One of the 21 bla _NDM-1 producing isolates was identified equally subsp. ozaenae (isolate no. 500A, cultured from sputum). The bla _NDM-1 producers were mostly cultured from urine (10, 47.5%), followed by sputum (9, 42.9%), wound and blood (ane, 4.8% for each of them). Carbapenemase encoding gene, including either of the bla _OXA-48, bla _NDM-1, or bla _IMP-was detected in 43 strains out of 55 carbapenem resistant (resistant to at least i of the three carbapenems) isolates (78.2%, P< 0.001), and the two bla _IMP- carrying strains were found susceptible to carbapenems. All of the bla _NDM-1 conveying strains were found non-susceptible to carbapenems, with the MICs ranging from 1.5 to > 32 µg/ml [ix]. Every bit compared to bla _NDM negative isolates, bla _NDM-1 carrying strains showed significantly higher carriage rates of any resistance determinants (PMQR, ARD or β-lactamases) and higher resistance rates confronting whatever studied antibiotics (P< 0.001) (Fig.i). Of the ARD studied, the presence of armA (P: 0.01), aac6Ib (P< 0.001), and aac3IIa (P< 0.001) was associated with resistant phenotype to any of the aminoglycoside antibiotics. Of the PMQR determinants, the wagon of qnrS (P< 0.001) and/or aac6-Ib-cr (P: 0.03) genes was associated with resistance to whatsoever of the fluoroquinolones. For β-lactamase genes, isolates harbouring the bla _TEM-, bla _SHV-, bla _OXA-1 and/or CTX-M-G1 were resistant to any of the three studied cephalosporins (P< 0.001).
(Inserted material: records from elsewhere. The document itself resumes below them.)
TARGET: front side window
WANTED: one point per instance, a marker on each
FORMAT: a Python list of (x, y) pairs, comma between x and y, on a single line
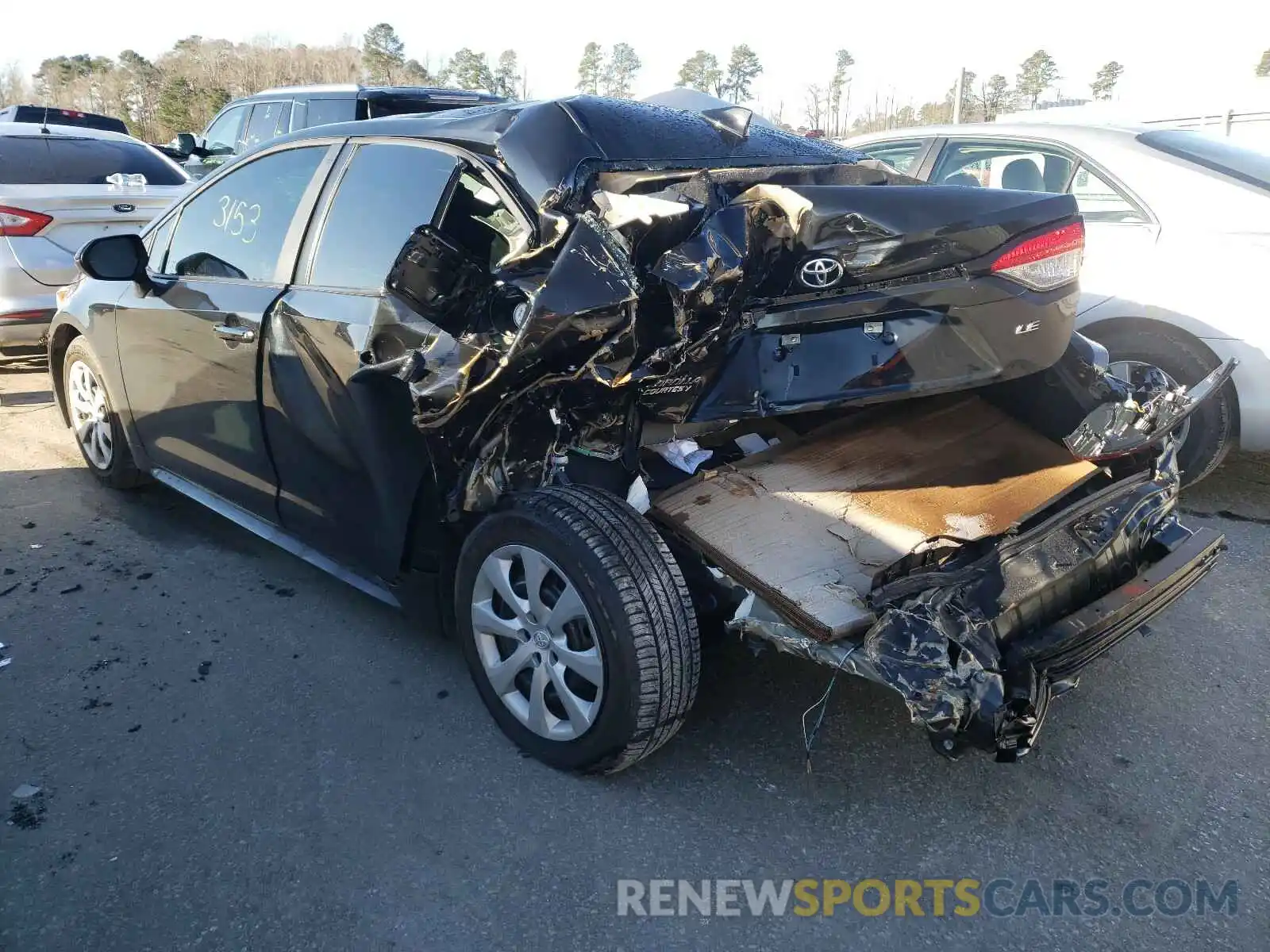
[(1020, 167), (222, 136), (237, 228), (267, 122), (901, 156), (156, 244), (323, 112), (385, 194), (61, 160)]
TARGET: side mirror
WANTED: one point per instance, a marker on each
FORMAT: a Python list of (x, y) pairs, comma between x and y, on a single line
[(116, 258)]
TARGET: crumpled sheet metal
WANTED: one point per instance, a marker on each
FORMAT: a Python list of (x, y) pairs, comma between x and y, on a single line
[(935, 647), (935, 654), (1149, 408)]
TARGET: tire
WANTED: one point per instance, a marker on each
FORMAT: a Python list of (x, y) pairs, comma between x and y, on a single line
[(633, 612), (94, 422), (1187, 361)]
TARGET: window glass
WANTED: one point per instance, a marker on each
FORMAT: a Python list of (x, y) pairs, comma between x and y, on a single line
[(387, 194), (1098, 201), (1019, 167), (479, 222), (156, 244), (327, 111), (237, 228), (222, 135), (1216, 154), (57, 160), (264, 122), (899, 156)]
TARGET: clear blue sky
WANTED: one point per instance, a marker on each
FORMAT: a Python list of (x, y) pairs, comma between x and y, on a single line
[(910, 51)]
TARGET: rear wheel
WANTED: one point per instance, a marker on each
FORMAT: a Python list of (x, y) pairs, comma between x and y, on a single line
[(1210, 433), (95, 424), (578, 630)]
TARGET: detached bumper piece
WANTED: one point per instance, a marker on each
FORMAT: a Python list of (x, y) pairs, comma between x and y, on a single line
[(1049, 662)]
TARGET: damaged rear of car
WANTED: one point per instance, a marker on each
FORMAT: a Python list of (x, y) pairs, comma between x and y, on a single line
[(666, 367), (696, 277)]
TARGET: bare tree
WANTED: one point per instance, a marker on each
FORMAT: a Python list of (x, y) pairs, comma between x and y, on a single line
[(816, 106)]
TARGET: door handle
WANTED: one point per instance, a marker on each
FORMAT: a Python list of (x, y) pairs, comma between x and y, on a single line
[(234, 333)]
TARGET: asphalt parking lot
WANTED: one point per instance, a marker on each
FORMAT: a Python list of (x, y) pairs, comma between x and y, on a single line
[(234, 750)]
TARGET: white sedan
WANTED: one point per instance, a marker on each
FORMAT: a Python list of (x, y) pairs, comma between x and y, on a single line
[(1176, 255), (60, 187)]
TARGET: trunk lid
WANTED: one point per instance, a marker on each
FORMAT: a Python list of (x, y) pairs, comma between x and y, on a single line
[(895, 232), (79, 213)]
Frequency (pct) of any resistance determinants, and resistant phenotype to whatever carbapenems, whatsoever cephalosporins, fluoroquinolones and any aminoglycosides in two groups of NDM positive and negative isolates. Whatever carbapenemase: bla _OXA-48, bla _NDM-1, bla _IMP-; any PMQR: qnrB, qnrS, aac6Ib-cr; any β-lactamase (BL): bla _TEM-, bla _SHV-, CTX-Grand, bla _OXA-1; any ARD: aac3IIa, aac6Ib, armA, rmtC

The resistance determinants which detected significantly amid NDM producers were bla _OXA-48, bla _TEM-, bla _SHV-, bla _OXA-1, armA, aac3IIa, aac-6Ib, aac6-Ib-cr, qnrS, and CTX-M-G1. The co-carriage of rmtC and bla _NDM-1 was not constitute statistically significant, all the same this association was on the border of significance (P: 0.06).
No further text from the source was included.